If you have children with your ex, then you will need to create a custody plan that helps you work together as co-parents. If you can’t reach a settlement, then you will have to litigate and ask a judge to rule on custody for your family.
Before you start that process, you will first want to familiarize yourself with the terms used to describe custody in Virginia.
When people talk about custody, physical custody is often what they mean. It refers to being responsible for a child’s needs and having direct parenting time with them. Couples often want to share physical custody, although a 50/50 split is not always reasonable. Still, even those with demanding jobs can find a way to reliably be present for certain days with their children every month.
Legal custody is not a reference to the order entered by the family courts at the end of your divorce.

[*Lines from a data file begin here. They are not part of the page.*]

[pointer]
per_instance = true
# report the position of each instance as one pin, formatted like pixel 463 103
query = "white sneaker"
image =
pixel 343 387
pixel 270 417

Rather, it refers to decision-making authority granted to the parents of minor children.
If you hope to raise your children in your religious community or if you have specific wishes for their education, legal custody is particularly important. You need to have the right to play a role in the decision-making process for your preferences to matter in the lives of your children.
Joint and sole custody
People are often more familiar with these terms than with the terms legal and physical custody. Joint custody or shared custody involves both parents playing a role in the care and decision-making for a child. Sole custody means that only one parent has those rights and responsibilities.
Your family circumstances will directly influence your custody negotiations or the outcome of litigation. At every step in the process, the best interests of your children should be the most important consideration.
Sometimes, parents share physical custody but not legal custody. Other times, they share or don’t share both kinds of custody. Thinking about your family and wishes for your children can help you establish realistic expectations for your Virginia custody case.